In Brief

UK to request extradition of Russian novichok attack suspects

Reports suggest Moscow unlikely to comply with British government’s request

The UK government is reportedly preparing to submit an extradition request to Moscow for the Russian citizens suspected of carrying out the Salisbury novichok nerve agent attack that left a Wiltshire woman dead.

According to Whitehall sources speaking to The Guardian, UK authorities “have pieced together the movements of the two Russians, from their entry into the UK through to their departure”.

An insider told the newspaper: “The CPS [Crown Prosecution Service] has been asked to prepare extradition requests and we understand they are ready to go.”

Referring to the spat between Russia and the UK over the 2006 poisoning of former Russian spy Alexander Litvinenko in London, the sourced added: This is Litvinenko all over again. It’s almost a rerun of the situation.

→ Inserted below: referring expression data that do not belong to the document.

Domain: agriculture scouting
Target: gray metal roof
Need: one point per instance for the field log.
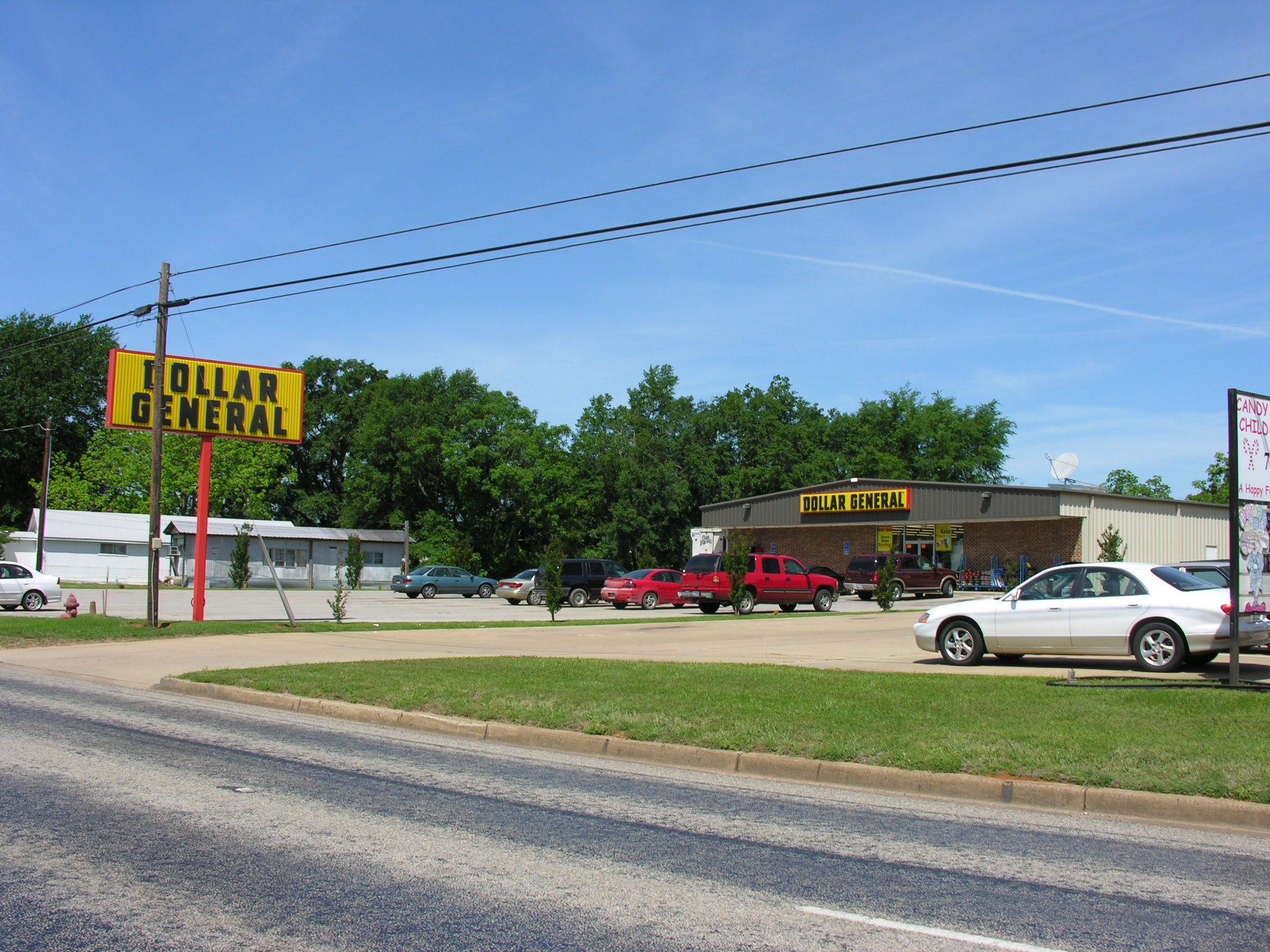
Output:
(189, 526)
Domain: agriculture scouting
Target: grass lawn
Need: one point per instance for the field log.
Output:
(18, 630)
(1178, 741)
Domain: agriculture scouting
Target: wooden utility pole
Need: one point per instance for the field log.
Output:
(156, 408)
(43, 495)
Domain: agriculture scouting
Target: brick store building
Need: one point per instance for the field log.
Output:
(972, 528)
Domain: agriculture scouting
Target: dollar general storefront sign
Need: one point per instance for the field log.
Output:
(207, 398)
(859, 501)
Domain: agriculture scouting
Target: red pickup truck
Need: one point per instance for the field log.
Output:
(912, 574)
(771, 580)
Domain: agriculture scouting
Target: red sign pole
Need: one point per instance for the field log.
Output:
(205, 490)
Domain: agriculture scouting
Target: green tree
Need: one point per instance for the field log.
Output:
(1126, 484)
(335, 398)
(249, 479)
(735, 564)
(241, 559)
(886, 592)
(355, 560)
(1215, 485)
(65, 382)
(1112, 547)
(338, 602)
(904, 437)
(553, 565)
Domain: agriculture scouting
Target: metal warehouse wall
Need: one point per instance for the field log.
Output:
(1153, 530)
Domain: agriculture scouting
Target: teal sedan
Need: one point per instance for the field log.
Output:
(431, 580)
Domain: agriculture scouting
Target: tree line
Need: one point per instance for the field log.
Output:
(483, 482)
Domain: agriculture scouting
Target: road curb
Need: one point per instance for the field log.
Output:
(1036, 795)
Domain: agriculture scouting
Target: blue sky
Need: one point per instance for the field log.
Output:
(1106, 307)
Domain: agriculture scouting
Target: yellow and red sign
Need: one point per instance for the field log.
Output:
(868, 500)
(207, 398)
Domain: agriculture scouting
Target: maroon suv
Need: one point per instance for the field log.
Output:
(912, 574)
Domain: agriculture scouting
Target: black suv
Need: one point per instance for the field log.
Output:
(580, 579)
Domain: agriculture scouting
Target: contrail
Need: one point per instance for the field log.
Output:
(996, 289)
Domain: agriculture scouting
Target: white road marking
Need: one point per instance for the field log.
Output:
(929, 931)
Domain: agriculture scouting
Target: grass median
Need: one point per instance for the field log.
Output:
(23, 631)
(1198, 742)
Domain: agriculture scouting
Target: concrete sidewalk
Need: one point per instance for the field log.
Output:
(874, 643)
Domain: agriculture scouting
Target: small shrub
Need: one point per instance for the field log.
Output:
(886, 592)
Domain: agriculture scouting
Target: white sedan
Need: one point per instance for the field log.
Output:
(1161, 616)
(24, 587)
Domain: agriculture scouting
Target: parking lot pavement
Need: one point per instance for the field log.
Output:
(383, 606)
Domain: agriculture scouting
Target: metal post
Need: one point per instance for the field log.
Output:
(43, 495)
(205, 489)
(156, 414)
(1233, 516)
(277, 584)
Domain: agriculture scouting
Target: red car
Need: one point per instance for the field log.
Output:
(648, 588)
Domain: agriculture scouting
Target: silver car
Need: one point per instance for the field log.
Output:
(521, 589)
(24, 587)
(1158, 615)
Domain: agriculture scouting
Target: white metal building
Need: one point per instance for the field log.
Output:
(111, 547)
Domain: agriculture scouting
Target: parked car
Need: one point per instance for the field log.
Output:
(647, 588)
(771, 579)
(24, 587)
(431, 580)
(1219, 571)
(1160, 615)
(832, 574)
(521, 589)
(912, 574)
(584, 579)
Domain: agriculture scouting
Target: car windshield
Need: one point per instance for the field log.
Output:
(1180, 580)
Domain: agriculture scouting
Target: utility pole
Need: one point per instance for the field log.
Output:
(43, 495)
(156, 413)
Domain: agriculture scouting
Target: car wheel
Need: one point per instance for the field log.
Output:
(1158, 646)
(961, 643)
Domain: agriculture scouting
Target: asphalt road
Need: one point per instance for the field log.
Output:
(133, 821)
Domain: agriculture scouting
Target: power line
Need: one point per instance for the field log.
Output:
(700, 219)
(718, 221)
(729, 172)
(733, 209)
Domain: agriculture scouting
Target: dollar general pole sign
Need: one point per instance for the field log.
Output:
(207, 398)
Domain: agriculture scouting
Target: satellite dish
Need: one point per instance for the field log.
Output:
(1064, 466)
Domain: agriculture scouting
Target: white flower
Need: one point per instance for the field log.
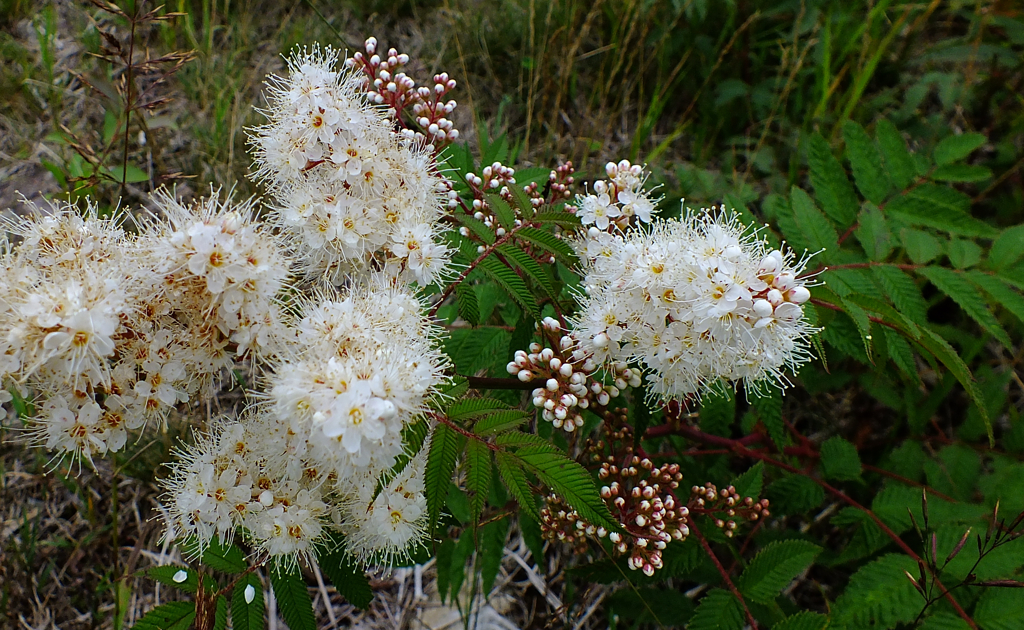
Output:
(696, 301)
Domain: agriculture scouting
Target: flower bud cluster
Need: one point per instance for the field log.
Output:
(695, 301)
(642, 498)
(568, 377)
(616, 200)
(726, 502)
(351, 195)
(385, 84)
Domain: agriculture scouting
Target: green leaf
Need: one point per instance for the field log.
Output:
(470, 409)
(170, 616)
(1008, 248)
(769, 409)
(961, 173)
(879, 595)
(445, 445)
(751, 483)
(955, 148)
(803, 621)
(248, 615)
(344, 573)
(943, 621)
(866, 163)
(816, 229)
(719, 610)
(901, 353)
(939, 207)
(477, 474)
(551, 244)
(226, 558)
(469, 304)
(964, 253)
(565, 219)
(718, 412)
(569, 480)
(899, 162)
(293, 597)
(903, 292)
(941, 349)
(921, 246)
(968, 298)
(872, 233)
(492, 551)
(220, 615)
(501, 421)
(530, 267)
(166, 575)
(512, 284)
(795, 495)
(840, 460)
(514, 478)
(1003, 292)
(832, 186)
(774, 568)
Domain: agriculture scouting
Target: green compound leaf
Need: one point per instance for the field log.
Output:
(293, 597)
(899, 162)
(170, 616)
(817, 232)
(445, 445)
(903, 292)
(803, 621)
(219, 556)
(866, 163)
(512, 284)
(492, 551)
(247, 603)
(569, 480)
(968, 298)
(774, 568)
(469, 304)
(879, 595)
(719, 610)
(1008, 248)
(939, 207)
(180, 578)
(529, 267)
(350, 581)
(551, 244)
(470, 409)
(872, 233)
(514, 478)
(840, 460)
(962, 173)
(477, 474)
(955, 148)
(941, 349)
(501, 421)
(832, 186)
(1001, 292)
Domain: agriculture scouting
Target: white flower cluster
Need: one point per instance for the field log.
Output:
(356, 373)
(695, 301)
(616, 200)
(352, 196)
(109, 330)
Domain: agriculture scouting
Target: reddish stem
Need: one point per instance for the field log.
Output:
(739, 448)
(721, 570)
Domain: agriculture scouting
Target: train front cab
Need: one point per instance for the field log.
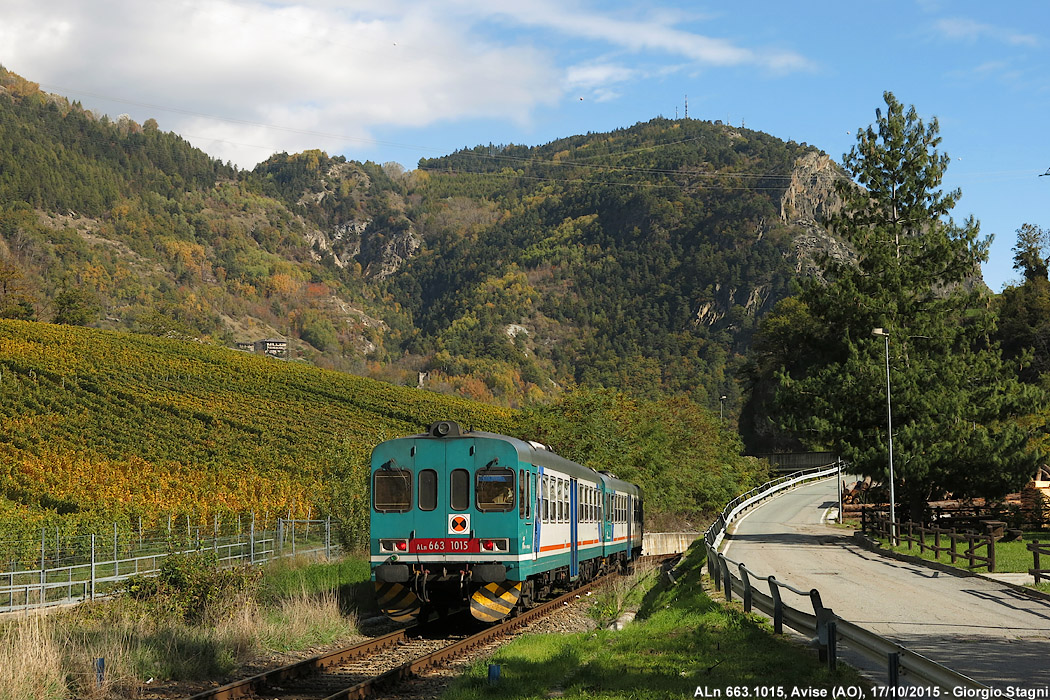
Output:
(452, 516)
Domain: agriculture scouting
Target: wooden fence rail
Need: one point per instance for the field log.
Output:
(1035, 548)
(914, 534)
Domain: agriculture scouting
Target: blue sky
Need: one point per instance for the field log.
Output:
(400, 80)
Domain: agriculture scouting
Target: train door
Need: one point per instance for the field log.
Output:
(573, 528)
(608, 517)
(630, 525)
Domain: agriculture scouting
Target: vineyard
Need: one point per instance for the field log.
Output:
(99, 426)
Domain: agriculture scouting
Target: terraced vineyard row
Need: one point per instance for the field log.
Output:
(99, 425)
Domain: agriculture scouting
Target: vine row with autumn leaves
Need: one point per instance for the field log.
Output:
(99, 426)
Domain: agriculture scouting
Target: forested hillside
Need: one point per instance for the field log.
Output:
(637, 259)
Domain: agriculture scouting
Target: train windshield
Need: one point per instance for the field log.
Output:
(495, 489)
(392, 489)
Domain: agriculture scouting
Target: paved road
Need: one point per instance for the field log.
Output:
(977, 627)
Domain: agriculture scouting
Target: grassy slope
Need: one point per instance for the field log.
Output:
(99, 423)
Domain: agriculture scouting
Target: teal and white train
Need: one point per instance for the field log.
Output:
(467, 517)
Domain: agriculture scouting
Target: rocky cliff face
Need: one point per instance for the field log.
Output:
(810, 199)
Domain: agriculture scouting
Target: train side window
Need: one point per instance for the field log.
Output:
(393, 490)
(544, 499)
(459, 496)
(495, 489)
(563, 509)
(427, 489)
(531, 512)
(527, 478)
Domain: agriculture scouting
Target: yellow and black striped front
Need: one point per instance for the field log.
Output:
(397, 601)
(494, 601)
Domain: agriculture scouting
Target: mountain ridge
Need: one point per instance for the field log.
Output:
(638, 258)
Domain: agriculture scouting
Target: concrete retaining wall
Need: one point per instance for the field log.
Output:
(667, 543)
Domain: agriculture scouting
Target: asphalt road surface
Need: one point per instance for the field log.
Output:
(980, 628)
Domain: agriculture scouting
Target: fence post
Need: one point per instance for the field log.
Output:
(894, 666)
(823, 615)
(778, 607)
(715, 571)
(747, 588)
(728, 589)
(43, 574)
(833, 642)
(1034, 549)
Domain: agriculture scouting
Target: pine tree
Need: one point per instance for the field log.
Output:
(954, 403)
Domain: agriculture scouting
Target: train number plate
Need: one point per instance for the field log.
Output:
(443, 546)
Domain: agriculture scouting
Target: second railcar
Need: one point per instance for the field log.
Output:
(490, 521)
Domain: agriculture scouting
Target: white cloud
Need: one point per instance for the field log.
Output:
(312, 69)
(655, 33)
(245, 78)
(967, 29)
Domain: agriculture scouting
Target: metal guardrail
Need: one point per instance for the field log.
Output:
(826, 628)
(100, 570)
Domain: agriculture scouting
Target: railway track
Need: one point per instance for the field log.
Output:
(375, 665)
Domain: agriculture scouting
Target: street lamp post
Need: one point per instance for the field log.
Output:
(889, 428)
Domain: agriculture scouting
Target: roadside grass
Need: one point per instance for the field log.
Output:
(1010, 556)
(173, 635)
(681, 642)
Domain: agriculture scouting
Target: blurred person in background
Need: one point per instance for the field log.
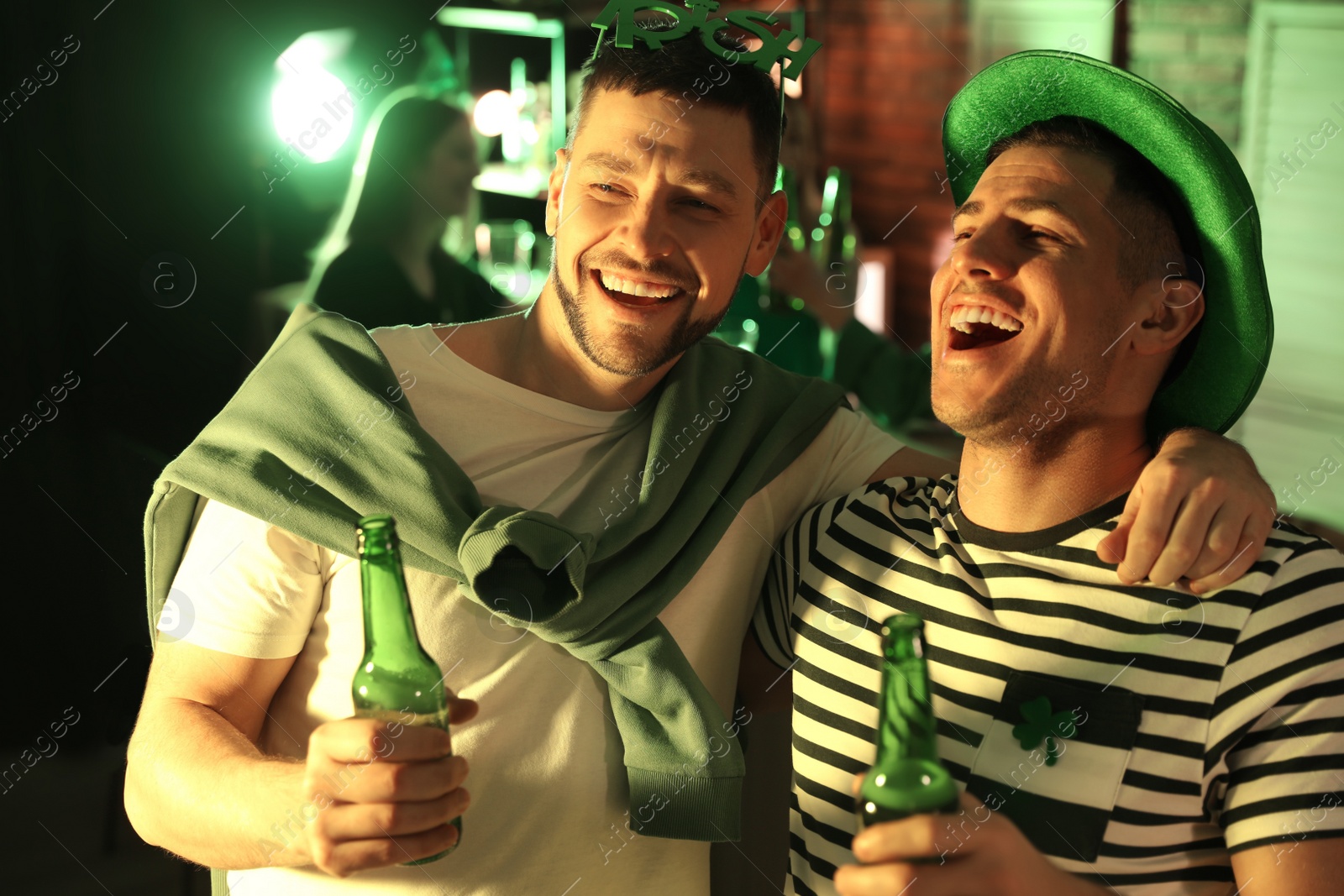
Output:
(383, 262)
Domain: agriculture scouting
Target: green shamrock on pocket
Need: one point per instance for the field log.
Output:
(1042, 725)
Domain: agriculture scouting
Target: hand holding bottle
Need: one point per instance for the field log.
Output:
(978, 852)
(385, 792)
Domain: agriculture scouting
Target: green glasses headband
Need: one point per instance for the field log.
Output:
(692, 16)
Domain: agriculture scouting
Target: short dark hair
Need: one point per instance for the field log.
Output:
(679, 69)
(1142, 197)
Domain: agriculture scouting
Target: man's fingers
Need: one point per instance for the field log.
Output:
(343, 859)
(1187, 540)
(1247, 551)
(894, 841)
(1152, 523)
(1112, 548)
(343, 822)
(1221, 544)
(877, 880)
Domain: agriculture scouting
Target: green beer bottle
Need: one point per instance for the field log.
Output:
(396, 680)
(906, 779)
(777, 298)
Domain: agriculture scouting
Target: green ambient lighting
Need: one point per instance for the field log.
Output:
(302, 101)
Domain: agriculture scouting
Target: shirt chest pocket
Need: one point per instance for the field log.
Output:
(1053, 761)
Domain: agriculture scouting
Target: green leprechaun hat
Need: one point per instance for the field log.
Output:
(1233, 343)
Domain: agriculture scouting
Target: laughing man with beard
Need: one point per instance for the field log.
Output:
(1105, 282)
(595, 658)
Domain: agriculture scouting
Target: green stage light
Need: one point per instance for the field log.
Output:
(308, 100)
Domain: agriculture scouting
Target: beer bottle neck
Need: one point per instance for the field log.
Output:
(389, 629)
(906, 723)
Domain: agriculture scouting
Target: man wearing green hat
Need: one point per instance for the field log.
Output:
(581, 495)
(1105, 284)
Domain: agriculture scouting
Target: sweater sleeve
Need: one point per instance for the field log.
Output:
(890, 380)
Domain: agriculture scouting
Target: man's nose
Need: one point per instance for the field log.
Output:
(647, 231)
(984, 255)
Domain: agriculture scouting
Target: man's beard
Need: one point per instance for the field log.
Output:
(1028, 411)
(628, 351)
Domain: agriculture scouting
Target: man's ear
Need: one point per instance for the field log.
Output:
(769, 228)
(1171, 311)
(554, 190)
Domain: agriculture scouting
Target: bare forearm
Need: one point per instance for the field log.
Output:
(198, 788)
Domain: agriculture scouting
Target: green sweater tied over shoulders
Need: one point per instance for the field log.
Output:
(598, 597)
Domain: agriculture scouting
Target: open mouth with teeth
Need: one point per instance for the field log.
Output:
(979, 327)
(636, 293)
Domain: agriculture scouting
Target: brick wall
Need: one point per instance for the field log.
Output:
(879, 92)
(1195, 50)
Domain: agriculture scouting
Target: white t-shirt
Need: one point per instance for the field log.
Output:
(549, 789)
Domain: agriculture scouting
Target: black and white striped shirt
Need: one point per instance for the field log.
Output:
(1203, 726)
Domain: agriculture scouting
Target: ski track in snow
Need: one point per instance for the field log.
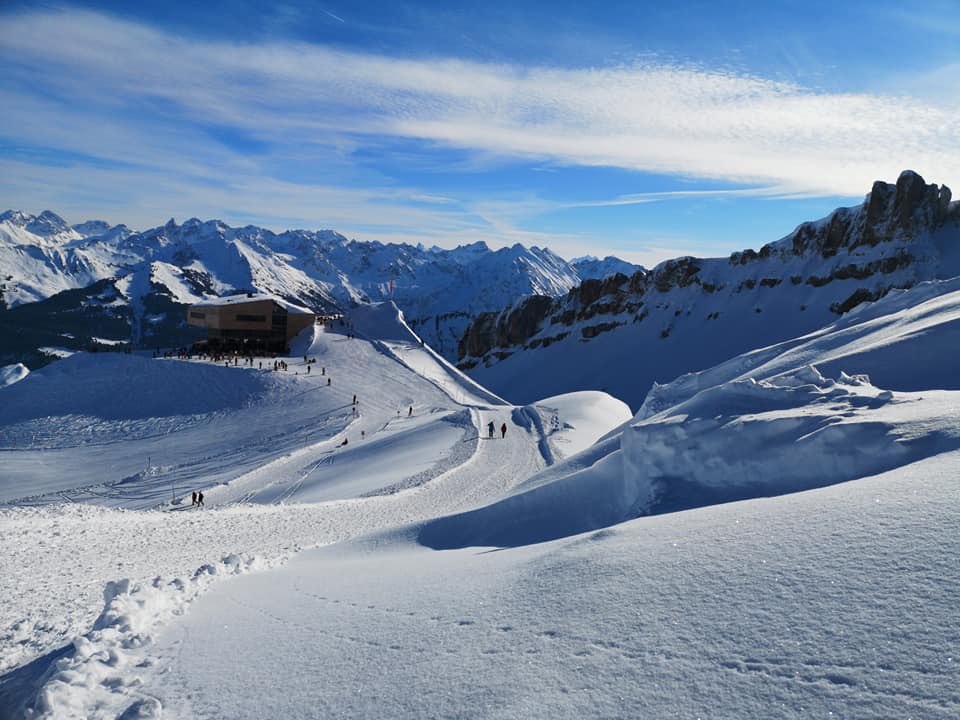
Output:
(839, 601)
(65, 554)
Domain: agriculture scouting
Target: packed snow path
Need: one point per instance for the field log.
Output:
(464, 472)
(782, 607)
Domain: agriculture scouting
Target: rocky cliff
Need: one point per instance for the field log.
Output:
(689, 312)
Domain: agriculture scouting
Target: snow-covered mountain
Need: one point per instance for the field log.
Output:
(650, 599)
(624, 332)
(70, 282)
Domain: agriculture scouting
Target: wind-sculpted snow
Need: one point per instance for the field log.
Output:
(101, 677)
(836, 600)
(9, 374)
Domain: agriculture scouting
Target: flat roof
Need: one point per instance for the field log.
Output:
(258, 297)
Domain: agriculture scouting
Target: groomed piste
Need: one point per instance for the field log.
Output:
(724, 551)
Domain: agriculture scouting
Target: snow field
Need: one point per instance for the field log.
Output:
(837, 602)
(67, 553)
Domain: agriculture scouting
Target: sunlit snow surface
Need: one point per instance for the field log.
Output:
(457, 575)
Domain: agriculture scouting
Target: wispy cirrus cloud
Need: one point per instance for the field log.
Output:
(216, 121)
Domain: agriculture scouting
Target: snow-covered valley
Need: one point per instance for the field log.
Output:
(771, 537)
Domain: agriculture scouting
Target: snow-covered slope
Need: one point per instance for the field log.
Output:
(156, 272)
(837, 601)
(797, 415)
(623, 333)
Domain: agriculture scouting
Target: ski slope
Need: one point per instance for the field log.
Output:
(425, 569)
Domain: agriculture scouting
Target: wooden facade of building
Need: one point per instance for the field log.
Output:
(250, 323)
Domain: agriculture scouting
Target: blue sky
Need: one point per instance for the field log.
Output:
(646, 130)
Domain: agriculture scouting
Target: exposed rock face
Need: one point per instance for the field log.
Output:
(894, 239)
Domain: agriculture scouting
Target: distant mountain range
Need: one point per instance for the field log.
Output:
(628, 331)
(67, 285)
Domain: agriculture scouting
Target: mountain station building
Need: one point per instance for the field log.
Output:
(250, 322)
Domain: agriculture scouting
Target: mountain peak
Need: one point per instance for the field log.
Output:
(48, 223)
(17, 217)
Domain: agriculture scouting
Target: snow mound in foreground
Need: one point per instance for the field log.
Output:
(9, 374)
(118, 387)
(739, 440)
(101, 676)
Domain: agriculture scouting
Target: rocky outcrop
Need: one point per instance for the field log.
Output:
(852, 256)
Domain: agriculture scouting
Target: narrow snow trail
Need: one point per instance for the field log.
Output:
(732, 611)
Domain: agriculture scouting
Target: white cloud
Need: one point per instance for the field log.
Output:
(128, 93)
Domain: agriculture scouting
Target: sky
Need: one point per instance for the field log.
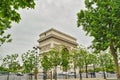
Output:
(58, 14)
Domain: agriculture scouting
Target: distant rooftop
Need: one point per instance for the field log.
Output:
(52, 29)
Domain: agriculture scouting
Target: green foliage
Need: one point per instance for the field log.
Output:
(101, 20)
(11, 62)
(9, 13)
(65, 59)
(30, 60)
(106, 61)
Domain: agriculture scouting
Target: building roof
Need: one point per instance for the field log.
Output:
(52, 29)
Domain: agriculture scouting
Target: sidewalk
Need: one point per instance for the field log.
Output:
(82, 79)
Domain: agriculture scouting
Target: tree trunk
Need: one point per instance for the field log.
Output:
(94, 74)
(75, 73)
(8, 75)
(55, 73)
(115, 58)
(80, 72)
(45, 75)
(86, 71)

The police have managed to identify the people coming over and going back again.”

However, Sky News claims that while the “central premise” of the extradition claims is correct, proceedings are “not as advanced as the reports suggest”.

The broadcaster says that Russia's embassy in London claims they have not yet received an extradition request, and have called the reports “bogus”.

Any extradition request is “likely to be rejected by Russia” and “risks inflaming diplomatic tensions between London and Moscow, which are the worst since the Cold War”, says Israeli newspaper Haaretz.

The Russian Constitution forbids the extradition of Russian citizens to another state, as was evidenced by Russia’s refusal to hand over the men wanted for the murder of Litvinenko.

British police are still investigating the death of 44-year-old Dawn Sturgess. She and her partner, Charlie Rowley, 45, fell ill at their home in Amesbury on 30 June after being exposed to novichok, the nerve agent used to poison former Russian spy Sergei Skripal and his daughter, Yulia, in nearby Salisbury in March.